A subtle performance by this year's National Award winner Prakash Raj and good music by Ilaiyaraaja should have worked wonders for Madhiya Chennai, directed by Vivekanandh-Veerasingam. But what stands in the way of making the film an entertainer is the not-so-arresting screenplay.
Saravanan, an associate of a popular film director, wants to make it big in the industry, and is waiting to meet a good producer. Meanwhile, a scheming Badrinath (Mahadevan) acquires the property on which stands the humble houses of Saravanan and his friends, without paying them a penny. When they approach Badri, he demands Rs. 10 crore in six months' time if they want their land back. Saravanan accepts the challenge. How he manages to raise funds forms the rest of the plot.

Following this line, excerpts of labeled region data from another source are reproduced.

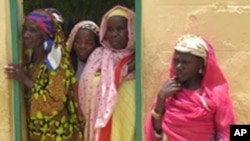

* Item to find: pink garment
[79,6,135,141]
[145,38,235,141]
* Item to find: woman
[66,20,100,80]
[145,34,235,141]
[79,5,135,141]
[5,9,83,141]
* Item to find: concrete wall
[141,0,250,135]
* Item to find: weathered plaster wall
[142,0,250,137]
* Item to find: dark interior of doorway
[23,0,135,38]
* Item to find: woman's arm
[152,79,181,139]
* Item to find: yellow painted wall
[0,0,13,141]
[141,0,250,138]
[0,0,23,141]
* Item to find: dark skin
[73,29,97,62]
[152,51,204,138]
[5,20,48,88]
[106,16,135,72]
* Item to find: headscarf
[66,20,99,51]
[26,9,64,70]
[79,5,135,140]
[145,35,235,141]
[174,34,208,64]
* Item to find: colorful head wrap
[174,34,208,64]
[26,9,64,70]
[45,8,64,23]
[26,9,55,37]
[66,20,99,51]
[108,9,128,19]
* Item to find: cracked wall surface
[141,0,250,137]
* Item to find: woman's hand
[155,79,181,115]
[4,64,33,88]
[158,79,181,101]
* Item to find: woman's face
[173,51,203,82]
[73,29,97,61]
[22,20,47,49]
[106,16,128,49]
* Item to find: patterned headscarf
[79,5,135,140]
[66,20,99,51]
[25,9,64,70]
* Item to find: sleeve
[215,88,236,141]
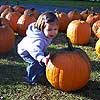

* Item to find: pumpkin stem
[0,18,2,26]
[66,37,74,51]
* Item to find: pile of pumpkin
[0,5,100,91]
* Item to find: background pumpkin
[55,11,70,32]
[46,37,90,91]
[0,18,15,54]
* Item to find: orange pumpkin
[95,39,100,58]
[92,20,100,34]
[24,8,40,19]
[67,20,91,45]
[46,37,90,91]
[5,11,21,32]
[67,10,81,22]
[13,5,26,14]
[0,5,9,15]
[86,12,100,27]
[80,9,94,20]
[0,20,15,54]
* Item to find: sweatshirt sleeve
[27,40,45,62]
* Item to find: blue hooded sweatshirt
[17,22,52,62]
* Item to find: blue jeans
[23,54,46,85]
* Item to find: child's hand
[42,54,50,65]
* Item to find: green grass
[0,33,100,100]
[0,0,100,8]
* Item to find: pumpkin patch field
[0,1,100,100]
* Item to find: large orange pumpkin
[46,37,90,91]
[0,18,15,54]
[67,20,91,45]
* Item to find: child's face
[44,22,58,39]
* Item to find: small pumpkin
[0,20,15,54]
[95,39,100,58]
[5,11,21,32]
[13,5,26,14]
[67,20,91,45]
[24,8,40,20]
[92,20,100,34]
[46,39,91,91]
[86,12,100,27]
[67,10,81,22]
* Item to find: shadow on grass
[0,64,26,84]
[69,80,100,100]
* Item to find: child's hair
[35,12,58,31]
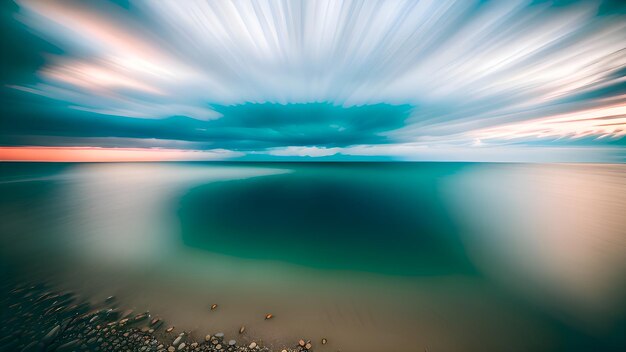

Jayavanth, the hero, has a long way to go as far as acting and dialogue delivery are concerned. Ramya Farna, the heroine, is beautiful but has nothing much to do in the film. Prakash Raj, as the film director with no shades of grey, gives a restrained performance. Mahadevan scores as the villain, while Charlie as Chokan has proved that he's capable of more than just comedy. Ganja Karuppu as Madurai succeeds in evoking a few laughs. Shanmugarajan as Mahadevan's deputy is adequate.
The music enhances the film, especially the background score. The songs ring in your ears even after you leave the hall. The dialogues are powerful. Karthik Raja's camera work is commendable. You can't help but wonder why editor D.S.R. Subash has not scissored some of the unwanted scenes.